I see that the 2 lines are parallel. The balance for students and non students both increase at the same rate as income increases. But what if that is not the case? That is where an interaction term comes into use.

I am going to make an interaction term between student and income.

df['Interaction'] = df['Student'] * df['Income']

X = df[['Income', 'Student', 'Interaction']]
Y = df['Balance']

# coefficient 
X = sm.add_constant(X)

model = sm.OLS(Y, X).fit()
model.summary()

OLS Regression Results
Dep. Variable:	Balance	R-squared:	0.280
Model:	OLS	Adj. R-squared:	0.274
Method:	Least Squares	F-statistic:	51.30
Date:	Mon, 27 Jul 2020	Prob (F-statistic):	4.94e-28
Time:	20:07:38	Log-Likelihood:	-2953.7
No. Observations:	400	AIC:	5915.
Df Residuals:	396	BIC:	5931.
Df Model:	3
Covariance Type:	nonrobust

	coef	std err	t	P>\|t\|	[0.025	0.975]
const	200.6232	33.698	5.953	0.000	134.373	266.873
Income	6.2182	0.592	10.502	0.000	5.054	7.382
Student	476.6758	104.351	4.568	0.000	271.524	681.827
Interaction	-1.9992	1.731	-1.155	0.249	-5.403	1.404

Omnibus:	107.788	Durbin-Watson:	1.952
Prob(Omnibus):	0.000	Jarque-Bera (JB):	22.158
Skew:	0.228	Prob(JB):	1.54e-05
Kurtosis:	1.941	Cond. No.	309.

Warnings:
[1] Standard Errors assume that the covariance matrix of the errors is correctly specified.

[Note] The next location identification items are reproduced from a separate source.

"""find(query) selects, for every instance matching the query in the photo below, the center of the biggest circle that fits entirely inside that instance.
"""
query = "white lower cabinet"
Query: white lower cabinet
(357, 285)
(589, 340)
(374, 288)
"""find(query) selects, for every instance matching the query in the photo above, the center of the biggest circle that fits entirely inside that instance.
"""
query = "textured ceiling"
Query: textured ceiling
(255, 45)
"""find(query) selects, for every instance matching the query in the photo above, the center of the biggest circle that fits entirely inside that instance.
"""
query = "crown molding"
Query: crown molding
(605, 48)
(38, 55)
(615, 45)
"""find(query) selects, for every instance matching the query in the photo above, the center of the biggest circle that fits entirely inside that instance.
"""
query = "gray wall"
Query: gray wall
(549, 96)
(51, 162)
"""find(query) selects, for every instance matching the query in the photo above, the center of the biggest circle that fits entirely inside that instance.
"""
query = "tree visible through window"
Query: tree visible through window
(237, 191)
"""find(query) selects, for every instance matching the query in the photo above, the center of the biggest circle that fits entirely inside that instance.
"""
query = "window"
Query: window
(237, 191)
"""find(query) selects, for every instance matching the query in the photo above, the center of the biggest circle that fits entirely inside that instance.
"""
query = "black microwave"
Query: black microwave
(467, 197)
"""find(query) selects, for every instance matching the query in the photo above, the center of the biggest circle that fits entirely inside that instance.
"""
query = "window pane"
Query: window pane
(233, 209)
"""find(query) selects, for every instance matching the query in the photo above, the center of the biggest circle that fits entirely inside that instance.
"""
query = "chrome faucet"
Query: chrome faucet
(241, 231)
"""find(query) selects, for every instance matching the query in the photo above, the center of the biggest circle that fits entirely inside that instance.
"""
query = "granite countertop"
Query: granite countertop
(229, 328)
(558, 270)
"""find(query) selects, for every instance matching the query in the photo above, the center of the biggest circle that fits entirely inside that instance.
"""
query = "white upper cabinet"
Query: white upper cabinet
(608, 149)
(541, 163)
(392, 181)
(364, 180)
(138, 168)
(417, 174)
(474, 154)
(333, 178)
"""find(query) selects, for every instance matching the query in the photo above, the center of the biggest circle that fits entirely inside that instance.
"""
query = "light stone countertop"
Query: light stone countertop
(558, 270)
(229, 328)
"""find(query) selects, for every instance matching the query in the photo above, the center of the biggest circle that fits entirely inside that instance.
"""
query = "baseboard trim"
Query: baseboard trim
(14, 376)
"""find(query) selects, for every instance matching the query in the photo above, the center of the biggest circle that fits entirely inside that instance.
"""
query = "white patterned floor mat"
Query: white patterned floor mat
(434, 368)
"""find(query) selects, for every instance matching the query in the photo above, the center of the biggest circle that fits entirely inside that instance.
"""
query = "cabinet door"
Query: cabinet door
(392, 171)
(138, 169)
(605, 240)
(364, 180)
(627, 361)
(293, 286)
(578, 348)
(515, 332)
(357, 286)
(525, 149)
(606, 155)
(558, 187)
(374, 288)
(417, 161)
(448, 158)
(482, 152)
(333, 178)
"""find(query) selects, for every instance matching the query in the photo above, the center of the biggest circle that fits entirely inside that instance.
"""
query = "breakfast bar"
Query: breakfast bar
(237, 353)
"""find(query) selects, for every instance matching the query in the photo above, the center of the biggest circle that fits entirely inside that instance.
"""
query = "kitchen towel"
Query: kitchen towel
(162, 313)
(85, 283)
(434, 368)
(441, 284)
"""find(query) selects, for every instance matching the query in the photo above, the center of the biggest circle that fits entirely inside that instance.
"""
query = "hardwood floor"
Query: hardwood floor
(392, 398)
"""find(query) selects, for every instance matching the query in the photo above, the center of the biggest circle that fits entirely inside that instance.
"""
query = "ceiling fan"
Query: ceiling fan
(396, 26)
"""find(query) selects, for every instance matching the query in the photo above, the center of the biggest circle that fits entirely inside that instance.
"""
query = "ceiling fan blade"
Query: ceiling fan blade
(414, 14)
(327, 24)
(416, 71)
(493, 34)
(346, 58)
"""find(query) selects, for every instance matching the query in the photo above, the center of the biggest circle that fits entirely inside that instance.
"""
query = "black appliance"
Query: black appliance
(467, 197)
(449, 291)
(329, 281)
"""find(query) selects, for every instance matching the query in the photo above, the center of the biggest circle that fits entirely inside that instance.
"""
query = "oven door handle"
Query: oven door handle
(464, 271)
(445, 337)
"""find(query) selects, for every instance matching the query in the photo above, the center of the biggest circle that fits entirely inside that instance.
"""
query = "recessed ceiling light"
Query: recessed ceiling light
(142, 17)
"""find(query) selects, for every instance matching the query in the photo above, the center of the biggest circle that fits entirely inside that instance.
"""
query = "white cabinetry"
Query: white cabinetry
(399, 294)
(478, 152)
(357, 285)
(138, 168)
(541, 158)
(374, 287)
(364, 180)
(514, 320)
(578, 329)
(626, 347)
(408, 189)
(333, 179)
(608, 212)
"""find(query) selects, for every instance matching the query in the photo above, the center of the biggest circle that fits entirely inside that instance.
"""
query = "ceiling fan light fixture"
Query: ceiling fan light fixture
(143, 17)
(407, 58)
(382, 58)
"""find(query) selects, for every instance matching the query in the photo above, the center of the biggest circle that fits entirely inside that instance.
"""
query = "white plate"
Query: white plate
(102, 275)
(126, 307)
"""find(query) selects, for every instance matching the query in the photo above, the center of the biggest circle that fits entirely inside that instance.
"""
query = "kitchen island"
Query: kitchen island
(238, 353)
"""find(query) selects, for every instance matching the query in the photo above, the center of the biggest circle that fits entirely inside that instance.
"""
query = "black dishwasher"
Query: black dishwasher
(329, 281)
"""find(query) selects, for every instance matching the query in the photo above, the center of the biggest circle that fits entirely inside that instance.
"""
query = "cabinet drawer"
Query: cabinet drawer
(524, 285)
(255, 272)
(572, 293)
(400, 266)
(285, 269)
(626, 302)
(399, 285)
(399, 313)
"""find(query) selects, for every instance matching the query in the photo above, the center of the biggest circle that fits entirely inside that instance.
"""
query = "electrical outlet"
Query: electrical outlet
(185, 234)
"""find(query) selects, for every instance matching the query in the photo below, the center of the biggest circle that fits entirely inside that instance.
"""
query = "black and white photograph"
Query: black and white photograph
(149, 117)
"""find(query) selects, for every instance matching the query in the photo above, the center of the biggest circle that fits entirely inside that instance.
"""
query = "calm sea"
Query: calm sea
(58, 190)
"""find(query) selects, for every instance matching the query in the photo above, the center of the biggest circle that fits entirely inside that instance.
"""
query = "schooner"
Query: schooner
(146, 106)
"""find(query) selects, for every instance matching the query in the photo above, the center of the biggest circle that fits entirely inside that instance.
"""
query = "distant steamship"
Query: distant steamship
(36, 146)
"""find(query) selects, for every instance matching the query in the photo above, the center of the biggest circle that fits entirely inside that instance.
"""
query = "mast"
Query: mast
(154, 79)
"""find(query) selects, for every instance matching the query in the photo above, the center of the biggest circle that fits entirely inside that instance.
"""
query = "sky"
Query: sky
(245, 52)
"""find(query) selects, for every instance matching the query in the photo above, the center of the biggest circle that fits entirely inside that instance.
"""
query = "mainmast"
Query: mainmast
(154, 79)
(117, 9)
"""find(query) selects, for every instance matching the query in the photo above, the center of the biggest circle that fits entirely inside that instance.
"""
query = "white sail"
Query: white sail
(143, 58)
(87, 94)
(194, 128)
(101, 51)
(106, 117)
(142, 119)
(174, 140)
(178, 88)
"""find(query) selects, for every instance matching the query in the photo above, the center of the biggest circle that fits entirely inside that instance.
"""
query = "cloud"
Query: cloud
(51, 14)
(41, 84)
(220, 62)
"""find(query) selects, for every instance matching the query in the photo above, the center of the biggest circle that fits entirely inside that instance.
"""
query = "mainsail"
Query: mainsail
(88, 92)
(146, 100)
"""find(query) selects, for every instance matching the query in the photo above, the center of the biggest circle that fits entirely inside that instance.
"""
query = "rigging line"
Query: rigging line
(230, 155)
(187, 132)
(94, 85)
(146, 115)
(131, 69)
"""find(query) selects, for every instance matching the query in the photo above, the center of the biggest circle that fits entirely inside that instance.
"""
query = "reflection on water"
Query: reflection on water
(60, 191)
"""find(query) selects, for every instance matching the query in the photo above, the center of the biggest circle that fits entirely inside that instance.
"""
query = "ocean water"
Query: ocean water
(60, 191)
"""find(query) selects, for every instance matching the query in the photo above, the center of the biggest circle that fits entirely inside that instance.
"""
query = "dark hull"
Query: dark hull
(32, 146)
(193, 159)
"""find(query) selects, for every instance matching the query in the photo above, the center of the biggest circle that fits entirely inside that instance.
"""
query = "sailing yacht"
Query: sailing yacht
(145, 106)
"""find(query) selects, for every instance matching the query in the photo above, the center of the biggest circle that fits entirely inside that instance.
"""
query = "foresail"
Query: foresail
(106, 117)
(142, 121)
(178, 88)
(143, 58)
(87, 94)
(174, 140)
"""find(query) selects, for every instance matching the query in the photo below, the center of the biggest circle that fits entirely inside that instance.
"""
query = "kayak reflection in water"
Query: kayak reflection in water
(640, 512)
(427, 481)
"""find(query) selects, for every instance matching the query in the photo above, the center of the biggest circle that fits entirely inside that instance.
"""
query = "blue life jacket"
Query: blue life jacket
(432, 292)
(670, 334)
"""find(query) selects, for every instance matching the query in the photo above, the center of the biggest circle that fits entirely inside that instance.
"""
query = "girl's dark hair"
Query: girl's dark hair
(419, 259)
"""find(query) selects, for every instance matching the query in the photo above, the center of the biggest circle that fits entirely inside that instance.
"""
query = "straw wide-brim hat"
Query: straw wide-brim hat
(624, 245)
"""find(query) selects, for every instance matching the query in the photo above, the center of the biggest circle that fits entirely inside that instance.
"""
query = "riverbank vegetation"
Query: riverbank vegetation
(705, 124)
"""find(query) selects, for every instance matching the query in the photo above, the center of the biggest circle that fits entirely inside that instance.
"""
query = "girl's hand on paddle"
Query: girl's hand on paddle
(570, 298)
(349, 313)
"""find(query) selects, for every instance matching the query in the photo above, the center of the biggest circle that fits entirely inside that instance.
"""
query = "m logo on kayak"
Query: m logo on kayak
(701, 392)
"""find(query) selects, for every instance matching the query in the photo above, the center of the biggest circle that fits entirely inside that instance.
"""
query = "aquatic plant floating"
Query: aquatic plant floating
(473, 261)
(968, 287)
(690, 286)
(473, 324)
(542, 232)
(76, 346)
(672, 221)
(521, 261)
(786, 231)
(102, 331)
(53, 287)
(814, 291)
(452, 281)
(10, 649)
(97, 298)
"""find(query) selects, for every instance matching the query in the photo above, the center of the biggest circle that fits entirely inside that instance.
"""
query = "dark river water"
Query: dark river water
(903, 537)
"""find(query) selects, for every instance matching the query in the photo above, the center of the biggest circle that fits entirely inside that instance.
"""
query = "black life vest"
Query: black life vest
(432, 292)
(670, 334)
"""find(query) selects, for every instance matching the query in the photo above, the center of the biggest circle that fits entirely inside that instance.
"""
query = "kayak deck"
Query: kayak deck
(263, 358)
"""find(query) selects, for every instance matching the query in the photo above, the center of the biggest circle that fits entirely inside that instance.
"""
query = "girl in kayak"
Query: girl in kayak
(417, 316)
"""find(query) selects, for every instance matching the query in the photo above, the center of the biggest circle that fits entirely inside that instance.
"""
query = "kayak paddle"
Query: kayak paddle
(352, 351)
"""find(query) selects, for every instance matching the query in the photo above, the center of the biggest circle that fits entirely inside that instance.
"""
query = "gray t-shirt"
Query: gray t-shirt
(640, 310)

Xnew = np.array([[1, 0, 0, 0], [1, 150, 0, 0], [1, 0, 1, 0], [1, 150, 1, 150]])
preds = model.predict(Xnew)

plt.plot([0, 150], preds[:2], label = 'non-student')
plt.plot([0, 150], preds[2:], label = 'student')
plt.xlabel('income')
plt.ylabel('balance')
plt.legend()

<matplotlib.legend.Legend at 0x1c1dc9e4a8>

png

Now we see that the the 2 lines have different slopes. The slope for students is lower than the slope for non-students. This suggestions that increases in income are associated with smaller increases in credit card balance among students as compared to non-students.